HR Tech: Useful Tools But Not For The Unwary
Sue Turner OBE Founder and Director, AI Governance Limited
Sue Turner OBE, Founder, AI Governance Limited and one of the world’s top 100 women in AI advises an informed approach to AI in talent acquisition.
I know it’s not December, but a recent e-newsletter got me thinking about the exciting opportunities that technology is going to offer HR leaders in 2024.
The newsletter from LinkedIn trailed “Recruiter 2024”, their amped up service which will include generative AI tools to make it easier to create hiring projects and surface potential candidates. Many other HR service and software providers are bolting on tech solutions that they say will generate efficiencies, reduce repetitive and mundane tasks and free up your team members for higher value work. Whilst these tools are useful, they bring problems too. So how can we get the best from technology whilst avoiding mistakes that could be career-limiting?
One example from Hilton Hotels shows the complexity. They have over 400,000 team members globally so efficiency in talent acquisition is important as they seek to source people who fit well in their culture of great customer service whilst also controlling costs. Over recent years they’ve tried AI-powered tools like HireVue’s video interview screening and Pymetrics neuroscience-based games. HireVue ran into trouble in 2020 when it was revealed that its algorithm, which was supposed to assign certain traits and qualities to job applicants’ facial expressions, was based on flawed science. HireVue changed its offering and continues to dominate the video interview market, although many candidates don’t like feeling judged by technology.
Question Your Tech
For HR leaders, there’s a clear lesson that it’s vital to ask probing questions of third-party suppliers when you are considering procuring AI tools. You need to understand:
- how the algorithms work
- what features are they using to make their prediction
- what data has the model been trained on and how does that relate to your data
- how has bias been mitigated
- how accurate will the predictions be in your particular domain
- how you will explain the results to candidates and employees.

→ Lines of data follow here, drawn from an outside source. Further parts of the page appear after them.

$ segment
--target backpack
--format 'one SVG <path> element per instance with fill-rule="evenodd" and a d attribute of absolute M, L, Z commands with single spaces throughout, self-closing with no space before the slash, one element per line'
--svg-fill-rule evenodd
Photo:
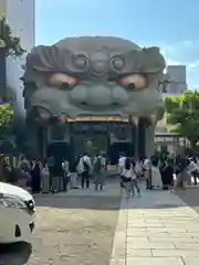
<path fill-rule="evenodd" d="M 85 162 L 85 161 L 83 160 L 83 165 L 84 165 L 84 170 L 85 170 L 85 171 L 88 171 L 88 170 L 90 170 L 90 166 L 87 165 L 87 162 Z"/>
<path fill-rule="evenodd" d="M 96 163 L 95 163 L 95 172 L 100 172 L 102 169 L 102 160 L 100 157 L 97 157 Z"/>

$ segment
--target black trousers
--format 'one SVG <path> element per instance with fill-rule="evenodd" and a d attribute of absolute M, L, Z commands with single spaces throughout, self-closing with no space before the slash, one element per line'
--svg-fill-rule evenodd
<path fill-rule="evenodd" d="M 52 179 L 53 179 L 53 167 L 49 167 L 50 190 L 53 190 Z"/>
<path fill-rule="evenodd" d="M 192 172 L 192 177 L 195 179 L 195 184 L 197 184 L 197 179 L 199 179 L 199 173 L 197 171 Z"/>
<path fill-rule="evenodd" d="M 82 188 L 84 188 L 85 182 L 86 182 L 86 188 L 90 188 L 90 172 L 88 171 L 84 171 L 81 173 L 81 178 L 82 178 Z"/>

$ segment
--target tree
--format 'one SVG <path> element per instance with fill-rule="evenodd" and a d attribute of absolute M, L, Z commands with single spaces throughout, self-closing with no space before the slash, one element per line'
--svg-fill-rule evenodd
<path fill-rule="evenodd" d="M 199 140 L 199 92 L 167 97 L 165 109 L 170 130 L 186 137 L 193 148 Z"/>
<path fill-rule="evenodd" d="M 8 131 L 13 117 L 13 110 L 9 104 L 0 104 L 0 142 L 8 138 Z"/>
<path fill-rule="evenodd" d="M 21 56 L 25 52 L 21 47 L 20 38 L 13 36 L 11 28 L 6 21 L 3 14 L 0 14 L 0 49 L 3 49 L 6 56 L 14 55 Z"/>

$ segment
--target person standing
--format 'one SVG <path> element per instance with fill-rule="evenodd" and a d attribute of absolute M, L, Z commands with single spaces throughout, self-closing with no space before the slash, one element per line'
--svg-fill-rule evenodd
<path fill-rule="evenodd" d="M 150 170 L 150 189 L 163 189 L 161 174 L 158 168 L 158 160 L 154 159 L 151 161 Z"/>
<path fill-rule="evenodd" d="M 146 189 L 151 189 L 151 161 L 150 159 L 145 159 L 144 161 L 145 179 L 146 179 Z"/>
<path fill-rule="evenodd" d="M 80 158 L 75 156 L 69 163 L 69 169 L 71 173 L 71 188 L 77 189 L 77 166 L 80 162 Z"/>
<path fill-rule="evenodd" d="M 174 163 L 171 159 L 168 159 L 165 167 L 161 169 L 161 179 L 164 184 L 164 190 L 170 190 L 174 186 Z"/>
<path fill-rule="evenodd" d="M 70 183 L 70 166 L 69 161 L 64 159 L 62 161 L 62 169 L 63 169 L 63 178 L 62 178 L 62 183 L 63 183 L 63 191 L 67 190 L 67 184 Z"/>
<path fill-rule="evenodd" d="M 31 168 L 31 189 L 32 193 L 40 193 L 41 191 L 41 163 L 39 160 L 32 161 Z"/>
<path fill-rule="evenodd" d="M 106 174 L 106 158 L 104 153 L 96 157 L 94 163 L 95 190 L 103 190 Z"/>
<path fill-rule="evenodd" d="M 50 181 L 50 190 L 54 192 L 53 189 L 53 176 L 54 176 L 54 157 L 50 156 L 46 159 L 48 168 L 49 168 L 49 181 Z"/>
<path fill-rule="evenodd" d="M 126 198 L 129 199 L 132 195 L 132 162 L 130 158 L 126 157 L 123 172 L 121 176 L 122 188 L 126 191 Z"/>
<path fill-rule="evenodd" d="M 195 158 L 190 158 L 190 163 L 189 163 L 188 170 L 190 172 L 190 176 L 192 176 L 195 179 L 195 186 L 197 186 L 197 179 L 199 179 L 199 167 L 198 167 L 197 160 Z"/>
<path fill-rule="evenodd" d="M 90 188 L 90 174 L 93 172 L 93 166 L 91 158 L 87 156 L 87 153 L 84 153 L 83 157 L 80 159 L 78 163 L 78 173 L 81 174 L 81 183 L 82 189 L 84 189 L 84 186 L 86 183 L 86 188 Z"/>
<path fill-rule="evenodd" d="M 132 195 L 135 195 L 136 189 L 138 197 L 140 197 L 140 189 L 138 186 L 138 173 L 136 170 L 136 162 L 134 159 L 130 160 L 130 176 L 132 176 Z"/>

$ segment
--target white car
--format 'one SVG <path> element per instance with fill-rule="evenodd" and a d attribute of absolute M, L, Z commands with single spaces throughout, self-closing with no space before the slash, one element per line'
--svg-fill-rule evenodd
<path fill-rule="evenodd" d="M 25 190 L 0 182 L 0 243 L 31 242 L 35 203 Z"/>

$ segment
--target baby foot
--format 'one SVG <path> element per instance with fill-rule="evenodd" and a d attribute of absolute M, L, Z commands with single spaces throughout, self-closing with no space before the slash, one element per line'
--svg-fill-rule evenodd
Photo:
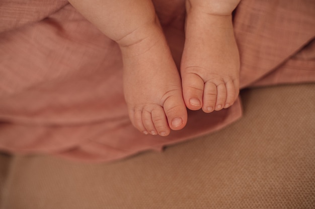
<path fill-rule="evenodd" d="M 171 129 L 183 128 L 187 120 L 179 73 L 158 23 L 130 35 L 137 40 L 120 46 L 130 118 L 145 134 L 167 136 Z"/>
<path fill-rule="evenodd" d="M 227 2 L 187 2 L 181 74 L 185 103 L 192 110 L 209 113 L 228 108 L 239 94 L 240 58 L 231 21 L 237 4 L 233 7 Z M 213 7 L 207 10 L 209 5 Z"/>

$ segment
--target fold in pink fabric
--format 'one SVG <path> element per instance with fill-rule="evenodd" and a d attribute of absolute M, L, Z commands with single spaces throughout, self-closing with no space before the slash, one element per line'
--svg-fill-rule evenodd
<path fill-rule="evenodd" d="M 185 1 L 153 1 L 178 67 Z M 233 24 L 241 88 L 315 81 L 315 2 L 242 0 Z M 64 0 L 0 2 L 0 149 L 109 161 L 161 150 L 242 116 L 240 99 L 189 111 L 182 130 L 139 133 L 128 116 L 116 44 Z"/>

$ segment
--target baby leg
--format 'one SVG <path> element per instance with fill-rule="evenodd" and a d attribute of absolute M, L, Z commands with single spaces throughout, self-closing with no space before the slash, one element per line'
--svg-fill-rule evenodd
<path fill-rule="evenodd" d="M 181 73 L 183 96 L 192 110 L 231 105 L 239 89 L 240 58 L 231 13 L 240 0 L 187 0 Z"/>
<path fill-rule="evenodd" d="M 71 0 L 121 50 L 129 116 L 144 134 L 166 136 L 186 125 L 181 80 L 150 0 Z"/>

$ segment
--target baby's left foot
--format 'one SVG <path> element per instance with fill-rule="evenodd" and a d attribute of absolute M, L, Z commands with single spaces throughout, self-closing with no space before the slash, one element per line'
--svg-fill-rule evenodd
<path fill-rule="evenodd" d="M 212 2 L 209 5 L 214 6 L 213 11 L 206 4 L 198 5 L 207 2 Z M 231 20 L 235 7 L 226 3 L 218 7 L 222 2 L 187 1 L 181 74 L 184 101 L 192 110 L 202 108 L 209 113 L 228 108 L 239 94 L 240 58 Z"/>

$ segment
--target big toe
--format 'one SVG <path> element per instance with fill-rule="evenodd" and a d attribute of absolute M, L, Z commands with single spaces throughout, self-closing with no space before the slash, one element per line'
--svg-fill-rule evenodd
<path fill-rule="evenodd" d="M 186 107 L 191 110 L 197 110 L 202 107 L 204 83 L 195 73 L 182 74 L 183 95 Z"/>
<path fill-rule="evenodd" d="M 181 91 L 174 91 L 172 94 L 164 102 L 164 111 L 170 127 L 173 130 L 180 130 L 187 122 L 187 111 Z"/>

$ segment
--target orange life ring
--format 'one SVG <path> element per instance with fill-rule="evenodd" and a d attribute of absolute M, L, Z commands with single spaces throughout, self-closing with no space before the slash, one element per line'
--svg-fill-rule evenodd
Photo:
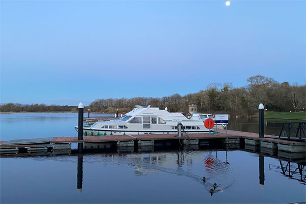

You will need to be transparent about how you are using AI. In the UK and EU, the General Data Protection Regulations give people the right to opt out of automated decision-making, so you must let them know what you are using AI for, and give them an alternative route if they decide not to use the AI-driven part of the process.
One way to have more insight into the AI tools you’re using is to develop them in-house, which is what tech titan IBM has done. They proactively use their Watson AI platform to source applicants who match key success profiles. Using AI to predict who could be a good candidate, by finding patterns hidden to human recruiters, has enabled IBM to recruit more inclusively and increase diversity across its talent pool.
IBMers then extended their AI use to personalise Employee Value Propositions (EVPs), using data on the individual employee’s career path, preferences and performance. The result is tailored training programmes, career development plans and benefits packages. Rather than humans facing the daunting task of trying to create individual plans, the HR team members focus their attention on the higher value tasks of understanding the technology and the insights it produces. Similarly, Accenture’s AI-driven MyLearning platform recommends training and development opportunities for employees, increasing their engagement and skills development.
If you’re not a tech titan, developing your own tools can seem like a daunting task so take specialist advice so you can plan for successfully building your data science and AI team.
We know that EVPs need to be authentic so the way you engage in AI ethics and governance should fuse your organisation’s purpose and values (including taking into account wellbeing and your diversity, equity and inclusion agenda).
We’re all working hard to improve diversity and equity in our hiring, but as we increasingly rely on tech tools and platforms, we need to be aware that we may be excluding people who are not on these platforms or who struggle to use the tools. For example, many assume that all young people will be equally capable of taking part in a video interview or online skills or personality testing. I know from my own experience of being CEO of a grant-making foundation, however, that not all young people are digital natives. Some struggle to use technology through language, reading or physical difficulties. Others simply don’t have the money to have always-on data so they spend a lot less time on mobile phones and other devices than we might imagine.
Use Without Expertise
I predict that 2024 will be the year that many HR leaders start using more AI tools without realising it, which will mean that some make mistakes through lack of expertise. You wouldn’t get in a car and start driving without putting your seatbelt on and having some understanding of the rules of the road, so don’t fall into the trap of using the exciting new tools from LinkedIn, or anyone else, until you’ve looked under the hood and satisfied yourself that you know what you’re doing.